Myasthenia gravis (MG) is an autoimmune neuromuscular disorder with a chronic clinical course that requires long-term glucocorticoid (GC) therapy. A drug efflux pump, P-glycoprotein (P-gp), actively transports GC out of target cells, thereby reducing its efficacy. We evaluated the P-gp function of peripheral-blood mononuclear cells in 59 MG patients. P-gp function was estimated from a decrease in fluorescent P-gp substrate Rhodamine 123 and its inhibition by the conformation-sensitive UIC2 monoclonal antibody. P-gp function on CD8(+) T cells in 21 MG patients having experienced GC therapy was higher than that in 19 MG patients having no history of GC therapy (p=0.026). There was a significant correlation between P-gp function in CD3(+) (r=0.55, p=0.014) or CD4(+) (r=0.48, p=0.034) T cells and the total dose of prednisolone for treatment. P-gp function on CD4(+) T cells in MG patients who showed low responses to prednisolone therapy (n=8) was higher than that in patients who showed relatively high responses to prednisolone therapy (n=10) (p=0.045). These results suggest that higher P-glycoprotein activity on CD3(+) or CD4(+) cells necessitated treatment with higher steroid doses in order to achieve a clinical response. The measurement of P-gp function on CD4(+) T cells is useful in the assessment of clinical response to GC therapy.
机译:Myasthenia Gravis(Mg)是一种自身免疫性神经肌病,具有慢性临床疗程,需要长期糖皮质激素(GC)治疗。
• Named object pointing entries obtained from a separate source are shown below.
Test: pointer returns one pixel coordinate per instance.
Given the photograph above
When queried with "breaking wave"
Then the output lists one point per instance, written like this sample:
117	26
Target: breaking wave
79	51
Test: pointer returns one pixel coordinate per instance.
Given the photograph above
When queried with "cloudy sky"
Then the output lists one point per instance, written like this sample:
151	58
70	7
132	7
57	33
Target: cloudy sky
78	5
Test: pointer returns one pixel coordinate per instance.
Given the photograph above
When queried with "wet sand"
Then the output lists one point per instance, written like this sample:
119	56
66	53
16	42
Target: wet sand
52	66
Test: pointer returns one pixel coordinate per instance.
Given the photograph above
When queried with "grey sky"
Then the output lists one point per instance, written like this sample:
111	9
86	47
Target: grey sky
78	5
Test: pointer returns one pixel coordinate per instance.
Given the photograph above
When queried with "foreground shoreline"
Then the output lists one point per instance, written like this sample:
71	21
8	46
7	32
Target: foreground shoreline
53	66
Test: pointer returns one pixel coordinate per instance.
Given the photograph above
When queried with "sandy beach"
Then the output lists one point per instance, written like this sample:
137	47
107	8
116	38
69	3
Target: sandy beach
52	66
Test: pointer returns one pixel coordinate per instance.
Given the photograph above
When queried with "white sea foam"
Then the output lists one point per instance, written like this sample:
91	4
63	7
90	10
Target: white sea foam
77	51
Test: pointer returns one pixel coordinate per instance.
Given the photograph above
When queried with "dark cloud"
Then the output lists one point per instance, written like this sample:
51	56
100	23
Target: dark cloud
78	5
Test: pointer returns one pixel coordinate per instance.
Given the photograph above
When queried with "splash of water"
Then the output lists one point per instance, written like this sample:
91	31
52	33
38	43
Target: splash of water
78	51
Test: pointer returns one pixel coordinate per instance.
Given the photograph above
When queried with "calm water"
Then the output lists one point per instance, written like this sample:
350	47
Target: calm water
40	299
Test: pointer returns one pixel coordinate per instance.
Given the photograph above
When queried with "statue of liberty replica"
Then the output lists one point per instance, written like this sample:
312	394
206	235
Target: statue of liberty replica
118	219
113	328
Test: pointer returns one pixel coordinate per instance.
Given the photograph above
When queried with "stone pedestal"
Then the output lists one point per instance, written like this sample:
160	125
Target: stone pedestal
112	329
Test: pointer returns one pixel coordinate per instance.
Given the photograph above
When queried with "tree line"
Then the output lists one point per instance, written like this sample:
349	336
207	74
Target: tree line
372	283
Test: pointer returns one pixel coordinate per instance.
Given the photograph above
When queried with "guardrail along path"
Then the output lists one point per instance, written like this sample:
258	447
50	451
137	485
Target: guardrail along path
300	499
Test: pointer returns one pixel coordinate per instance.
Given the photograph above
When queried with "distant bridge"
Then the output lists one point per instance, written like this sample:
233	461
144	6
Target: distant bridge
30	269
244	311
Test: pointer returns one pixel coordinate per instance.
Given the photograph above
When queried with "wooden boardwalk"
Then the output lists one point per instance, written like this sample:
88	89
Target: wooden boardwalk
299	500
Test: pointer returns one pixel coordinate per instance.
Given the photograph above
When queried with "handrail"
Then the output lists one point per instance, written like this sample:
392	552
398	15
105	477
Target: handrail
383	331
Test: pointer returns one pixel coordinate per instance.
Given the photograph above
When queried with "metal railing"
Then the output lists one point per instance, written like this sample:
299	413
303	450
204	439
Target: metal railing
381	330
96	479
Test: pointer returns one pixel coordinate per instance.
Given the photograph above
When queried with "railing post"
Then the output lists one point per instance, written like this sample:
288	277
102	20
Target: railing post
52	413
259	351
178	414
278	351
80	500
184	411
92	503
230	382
药物流出泵,P-糖蛋白(P-GP),主动地将GC输送出靶细胞,从而降低其功效。我们评估了59毫克患者外周血单核细胞的P-GP功能。从荧光P-GP底物罗丹明123的减少估计p-GP功能及其通过构象敏感UIC2单克隆抗体的抑制。 CD8(+)T细胞的P-GP功能在21毫克患者中经历过GC疗法的患者高于GC治疗史的19毫克患者(P = 0.026)。在CD3(+)(r = 0.55,p = 0.014)或CD4(+)(r = 0.48,p = 0.034)T细胞和治疗的总剂量之间存在显着相关性。对泼尼松龙治疗的低响应的MG患者的CD4(+)T细胞上的P-GP功能高于对泼尼松酮治疗(n = 10)的患者患者(p = 0.045) 。这些结果表明,在CD3(+)或CD4(+)细胞上的较高的p-糖蛋白活性需要用更高的类固醇剂量治疗,以达到临床反应。在CD4(+)T细胞上的P-GP功能的测量可用于评估对GC疗法的临床反应。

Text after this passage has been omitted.